Allora Bertani corse al Faro ad avvisarne Garibaldi: questi, sentendo la necessità di una più pronta operazione nel Reame, invece d'invadere lo stato pontificio, ebbe per un momento l'idea di un colpo ardito su Napoli; ma dei novemila volontari cinquemila soli erano al golfo degli Aranci; gli altri, per ordine del governo piemontese, erano già sbarcati a Palermo. Giovanni Nicotera, col consenso di Ricasoli, aveva radunato in Toscana un corpo di duemila volontari, pattuendo ai primi contrordini da Torino di non sbarcare nè sul litorale toscano, nè sul romano, se prima non avesse preso terra nello stato napoletano; ed invece poco dopo sentiva intimarsi di sciogliere la brigata. Il fiero rivoluzionario ricusò, i volontari rumoreggiarono così forte che Ricasoli dovette riconsentire il primo patto: senonchè la brigata a Livorno non trovò che due bastimenti francesi sprovveduti di viveri e noleggiati dal governo per condurli in Sicilia. Un bastimento sardo da guerra, entrato nel porto, strinse d'appresso i due vapori; la batteria del molo puntò contro di essi le proprie batterie: il Nicotera, per evitare una battaglia fratricida, dovette cedere e andare in Sicilia, protestando con veemenza di republicano contro il tradimento del governo.

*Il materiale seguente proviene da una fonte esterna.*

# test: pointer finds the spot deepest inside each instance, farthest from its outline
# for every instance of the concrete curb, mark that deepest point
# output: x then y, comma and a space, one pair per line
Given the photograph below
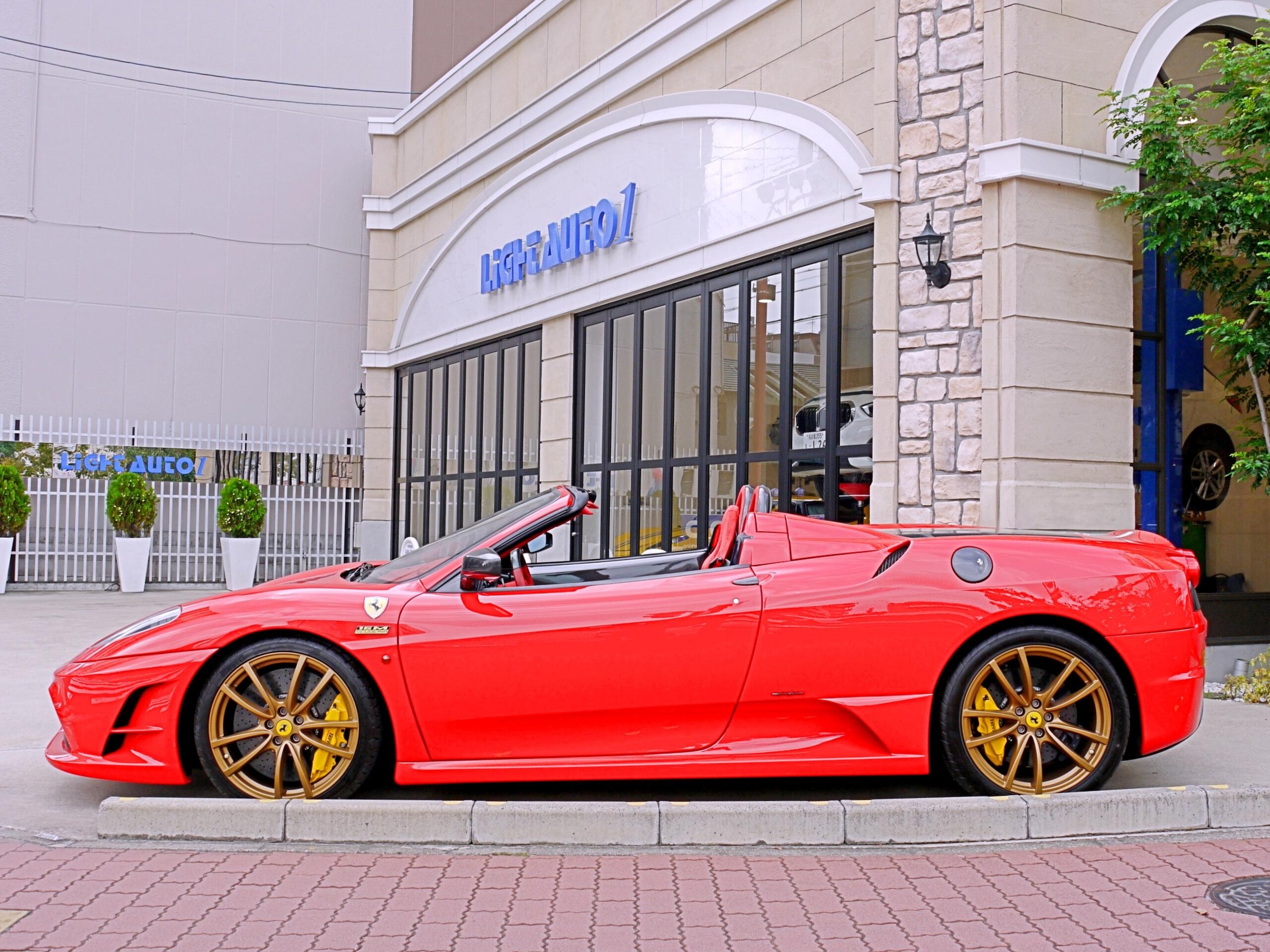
916, 822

Ma il conte di Cavour, sospinto dalle circostanze, precipitava la propria azione monarchica: nel costringere tutto lo sforzo della rivoluzione al sud, si manteneva aperto l'adito a penetrarvi primo e solo per lo stato pontificio. Le sue vessazioni al partito rivoluzionario, mentre le vittorie garibaldine lo illuminavano di poesia, gli avevano svelato tutta la debolezza della rivoluzione. Il ministro Farini in una circolare aveva potuto calunniare e minacciare impunemente i comitati rivoluzionari, si erano bistrattati i volontari, si domandavano loro i passaporti da paese a paese italiano, si erano sequestrate cartucce quando Garibaldi ne mancava al fuoco; a Genova si erano persino imprigionati alcuni fabbricanti di polvere, senza che alcuno dei rivoluzionari osasse reagire; Garibaldi seguitava nella fede al re, Mazzini non chiedeva più che «lasciateci fare anche per voi». Le provincie romane tacevano sotto le minacce di Lamoricière forte appena di ventimila uomini; il Napoletano ciarlava, guardando Garibaldi armeggiare invano per passare lo stretto.
Il Piemonte dominava sempre l'Italia coll'apparenza di forte stato nazionale.
Ma la sua politica si sbrogliava al soffio della rivoluzione. L'impresa ormai inevitabile di Garibaldi su Napoli obbligava il Piemonte ad intervenirvi. Garibaldi vittorioso dei Borboni potrebbe marciare su Roma, attirando sull'Italia una guerra colla Francia.
Per salvare il papa e schiacciare contemporaneamente la rivoluzione, bisognava dunque invadere lo stato pontificio, cansare Roma, arrivare su Napoli a tappe forzate, e, prima ancora che l'Europa si riavesse dallo sbalordimento, risponderle collo spettacolo del governo costituzionale già stabilito, e del papa libero entro più ristretto territorio.
Di questo era d'uopo però persuadere anzitutto Napoleone.